|
|
Created:
4 years, 11 months ago by bacek_yandex Modified:
4 years, 10 months ago CC:
chromium-reviews, cbentzel+watch_chromium.org Base URL:
https://chromium.googlesource.com/chromium/src.git@master Target Ref:
refs/pending/heads/master Project:
chromium Visibility:
Public. |
DescriptionWhen URLRequestHttpJob processing cached response with GetDictionary header we already have seen the header in SdchOwner. So just ignore it.
R=rdsmith@chromium.org
Committed: https://crrev.com/41dc425d047c421c46d35b42587d71da6df37283
Cr-Commit-Position: refs/heads/master@{#372192}
Patch Set 1 #Patch Set 2 : Fix compilation #Patch Set 3 : Don't download SDCH Dictionaries for cached responses #
Total comments: 1
Patch Set 4 : Test added #Messages
Total messages: 26 (5 generated)
So as I read the CL, the functional change is that, if a Get-Dictionary is seen from reading a request from cache, the dictionary is still fetched, but only from the cache; if it's not in the cache, no network request is generated. Presuming I understand correctly, I'm not sure it's the right behavior. I can see an argument that the dictionary shouldn't be fetched at all; after all, it was presumably fetched when the entry was loaded from the network, and after that point, whether it sticks around should be based on whether it's being *used*. Alternatively, if the entry keeps being fetched from the cache, that indicates to me that the web site is being revisited often, and thus that the dictionary should be fetched. I think I lean more towards the first argument, which suggests to me that the OnGetDictionary signal shouldn't be raised if the entry it is seen in is a cached entry. Would you be willing to shift this CL over to behaving in that fashion?

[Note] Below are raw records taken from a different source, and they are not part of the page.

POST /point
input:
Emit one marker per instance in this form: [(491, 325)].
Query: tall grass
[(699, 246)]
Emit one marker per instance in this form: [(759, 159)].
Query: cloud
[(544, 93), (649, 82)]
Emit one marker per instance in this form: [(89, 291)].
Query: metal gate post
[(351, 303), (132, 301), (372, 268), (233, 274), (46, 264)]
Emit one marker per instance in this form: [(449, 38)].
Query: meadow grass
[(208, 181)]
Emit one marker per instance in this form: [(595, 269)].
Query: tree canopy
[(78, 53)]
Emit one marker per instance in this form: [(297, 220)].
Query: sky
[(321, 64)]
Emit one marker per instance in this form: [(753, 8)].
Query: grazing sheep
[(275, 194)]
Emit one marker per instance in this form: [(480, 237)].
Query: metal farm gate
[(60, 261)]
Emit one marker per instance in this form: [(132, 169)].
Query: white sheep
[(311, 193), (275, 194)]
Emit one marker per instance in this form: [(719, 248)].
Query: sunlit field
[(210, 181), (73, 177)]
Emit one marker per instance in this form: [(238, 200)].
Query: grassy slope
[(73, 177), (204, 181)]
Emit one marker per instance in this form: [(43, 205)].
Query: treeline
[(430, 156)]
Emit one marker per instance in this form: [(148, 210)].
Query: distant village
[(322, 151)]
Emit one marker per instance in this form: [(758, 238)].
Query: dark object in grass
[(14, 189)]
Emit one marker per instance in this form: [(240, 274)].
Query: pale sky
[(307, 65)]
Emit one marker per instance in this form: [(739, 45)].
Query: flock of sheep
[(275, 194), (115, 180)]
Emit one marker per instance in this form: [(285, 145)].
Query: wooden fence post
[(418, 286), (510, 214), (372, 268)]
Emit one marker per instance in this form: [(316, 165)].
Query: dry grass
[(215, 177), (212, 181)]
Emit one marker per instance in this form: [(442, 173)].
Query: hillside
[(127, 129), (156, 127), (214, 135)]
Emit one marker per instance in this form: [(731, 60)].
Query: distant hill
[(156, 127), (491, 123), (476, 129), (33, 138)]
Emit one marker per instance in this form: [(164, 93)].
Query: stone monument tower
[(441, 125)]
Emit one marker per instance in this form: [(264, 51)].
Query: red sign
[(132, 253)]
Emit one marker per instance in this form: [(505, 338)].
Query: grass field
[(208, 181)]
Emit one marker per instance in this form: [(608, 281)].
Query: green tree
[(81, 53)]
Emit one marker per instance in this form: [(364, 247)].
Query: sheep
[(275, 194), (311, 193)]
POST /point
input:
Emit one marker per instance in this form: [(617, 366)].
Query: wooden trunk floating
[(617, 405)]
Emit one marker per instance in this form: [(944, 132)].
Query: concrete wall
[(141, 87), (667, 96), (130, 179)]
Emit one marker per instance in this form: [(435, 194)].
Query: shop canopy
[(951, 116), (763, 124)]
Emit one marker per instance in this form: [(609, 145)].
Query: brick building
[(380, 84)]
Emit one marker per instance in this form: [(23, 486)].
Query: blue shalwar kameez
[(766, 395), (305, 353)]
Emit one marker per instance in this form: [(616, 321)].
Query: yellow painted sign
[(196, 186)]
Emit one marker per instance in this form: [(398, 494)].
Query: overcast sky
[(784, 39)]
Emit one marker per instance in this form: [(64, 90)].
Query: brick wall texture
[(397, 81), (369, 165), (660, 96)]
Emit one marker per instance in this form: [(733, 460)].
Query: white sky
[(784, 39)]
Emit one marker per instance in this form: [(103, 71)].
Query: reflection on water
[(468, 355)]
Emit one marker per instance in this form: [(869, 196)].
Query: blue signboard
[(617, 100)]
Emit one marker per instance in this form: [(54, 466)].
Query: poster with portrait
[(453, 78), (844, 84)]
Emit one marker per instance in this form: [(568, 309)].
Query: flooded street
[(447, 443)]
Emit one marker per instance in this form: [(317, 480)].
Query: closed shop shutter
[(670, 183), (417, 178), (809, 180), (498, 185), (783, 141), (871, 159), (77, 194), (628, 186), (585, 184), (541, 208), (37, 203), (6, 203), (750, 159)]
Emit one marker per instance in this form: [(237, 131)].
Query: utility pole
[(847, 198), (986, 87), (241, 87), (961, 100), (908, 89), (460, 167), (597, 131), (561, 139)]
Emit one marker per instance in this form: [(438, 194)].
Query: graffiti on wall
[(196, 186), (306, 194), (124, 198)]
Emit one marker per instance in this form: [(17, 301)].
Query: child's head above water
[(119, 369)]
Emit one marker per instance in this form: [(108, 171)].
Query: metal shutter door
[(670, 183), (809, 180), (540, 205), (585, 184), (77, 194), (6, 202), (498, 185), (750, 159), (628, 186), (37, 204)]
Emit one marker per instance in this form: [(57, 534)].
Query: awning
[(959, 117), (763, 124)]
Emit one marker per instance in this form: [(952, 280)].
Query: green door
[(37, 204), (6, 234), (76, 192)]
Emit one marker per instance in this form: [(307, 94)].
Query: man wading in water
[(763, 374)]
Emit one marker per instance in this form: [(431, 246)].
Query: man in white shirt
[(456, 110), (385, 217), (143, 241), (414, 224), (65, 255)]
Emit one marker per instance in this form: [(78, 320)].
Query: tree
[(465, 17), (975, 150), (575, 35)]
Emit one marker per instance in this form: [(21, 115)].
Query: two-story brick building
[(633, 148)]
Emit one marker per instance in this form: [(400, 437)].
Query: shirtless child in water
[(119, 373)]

On 2016/01/11 02:42:04, Randy Smith - Not in Fridays wrote: > So as I read the CL, the functional change is that, if a Get-Dictionary is seen > from reading a request from cache, the dictionary is still fetched, but only > from the cache; if it's not in the cache, no network request is generated. Yes, this is correct. > Presuming I understand correctly, I'm not sure it's the right behavior. I can > see an argument that the dictionary shouldn't be fetched at all; after all, it > was presumably fetched when the entry was loaded from the network, and after > that point, whether it sticks around should be based on whether it's being > *used*. Alternatively, if the entry keeps being fetched from the cache, that > indicates to me that the web site is being revisited often, and thus that the > dictionary should be fetched. > > I think I lean more towards the first argument, which suggests to me that the > OnGetDictionary signal shouldn't be raised if the entry it is seen in is a > cached entry. Would you be willing to shift this CL over to behaving in that > fashion? There is a slight problem with this approach. Currently we have 4+% of Sdch3.ResponseCorruptionDetected.Cached:RESPONSE_NO_DICTIONARY errors. Which means that we have cached response without loaded dictionary. OTOH, Sdch3.ProblemCodes_5:DICTIONARY_PREVIOUSLY_SCHEDULED_TO_DOWNLOAD stats shows that we are trying to load Dictionaries too often. With my CL I'm trying to reduce latter one. And for former one I'm looking at idea of getting rid of "meta-refresh workaround to reload html resource" and implement kind of full proper reloading bypassing cache.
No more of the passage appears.